TEEN ACTION RECORDS was nice enough to send a mass of audio for me to review.
AL QUEDA / DEMONOLOGISTS c9
A shiny silver cassette comes in standard jewel case with xeroxed artwork.
AL QUEDA starts their side with a sluggish beat, before all hell breaks loose. Wild guitar, hideous vocals, and the same blown out beat, along with huge amounts of white noise. The track cuts suddenly and another starts. It is soon evident that their side contains several short tracks. The second track begins with a rock riff that slowly is buried under piles of HNW static. It is immediately followed by a looping rumbling noise, a reverberated guitar loop, and metal pulsing and scraping as the third track. The fourth track is cut up screaming, metal chugging and buried drums, metal screeching and looping, whole track seems like one big loop. The last track contains beautiful looping ambience, squirming tadpole glitching laid overtop.

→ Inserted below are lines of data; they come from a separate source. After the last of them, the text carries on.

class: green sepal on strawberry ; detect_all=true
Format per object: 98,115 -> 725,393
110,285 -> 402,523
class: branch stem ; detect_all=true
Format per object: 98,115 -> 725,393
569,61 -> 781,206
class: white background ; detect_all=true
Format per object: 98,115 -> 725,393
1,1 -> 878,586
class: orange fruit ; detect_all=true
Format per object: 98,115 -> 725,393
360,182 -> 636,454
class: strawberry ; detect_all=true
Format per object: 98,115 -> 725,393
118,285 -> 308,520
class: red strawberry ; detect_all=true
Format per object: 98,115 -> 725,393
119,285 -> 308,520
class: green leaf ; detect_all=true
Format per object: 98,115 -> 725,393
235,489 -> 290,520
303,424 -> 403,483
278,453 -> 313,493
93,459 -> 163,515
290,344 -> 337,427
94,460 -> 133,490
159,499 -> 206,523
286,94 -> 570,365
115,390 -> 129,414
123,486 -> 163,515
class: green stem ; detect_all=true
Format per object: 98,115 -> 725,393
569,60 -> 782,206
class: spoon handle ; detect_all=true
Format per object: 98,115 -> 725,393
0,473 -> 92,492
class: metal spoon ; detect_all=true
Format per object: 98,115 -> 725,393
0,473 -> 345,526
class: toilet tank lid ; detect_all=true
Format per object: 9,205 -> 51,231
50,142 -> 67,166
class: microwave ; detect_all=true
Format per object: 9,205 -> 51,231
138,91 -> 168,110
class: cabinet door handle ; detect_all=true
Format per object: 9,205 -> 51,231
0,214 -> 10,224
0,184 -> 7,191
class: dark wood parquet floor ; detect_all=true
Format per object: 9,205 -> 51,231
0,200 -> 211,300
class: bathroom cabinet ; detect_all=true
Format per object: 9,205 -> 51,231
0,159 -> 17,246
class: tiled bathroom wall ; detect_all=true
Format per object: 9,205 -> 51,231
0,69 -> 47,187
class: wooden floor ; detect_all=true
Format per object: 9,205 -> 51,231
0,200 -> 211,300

The ambience fades and the glitching continues. Each track seems like a preview for something greater. Ideas and thoughts sketched out. It would have been nice to hear the continuation of ONE of these tracks on the cassette that took up the entire 4.5 minute duration, but the schizophrenic noisecore blast quality is nice, especially out of the context of noisecore.
DEMONOLISTS side starts with high pitched pulsating hissing that starts to blur and gain more low end, evolving into a more chunky, HNW style wall. It gains an almost scraping-like high pitched static blast over top of the wall, which now sounds like the pulse from a dying cassette recorder. The wall marches on, grainy, but gains what sounds to be an almost hallow quality to it- a father away feedback sound that isn't as close as the static is in the forefront, that drones away as the wall crunches and burns. The wall gains sub-bass that compresses the sound of the track and creates even more tension. Somehow DEMONOLOGISTS have created a blackened wall of torture that fades into nothing.
5/5, a very interesting listen
ALLEIN LUDDITE Untitled c40
Sweet black latex packaging holds small xeroxed insert and black cassette.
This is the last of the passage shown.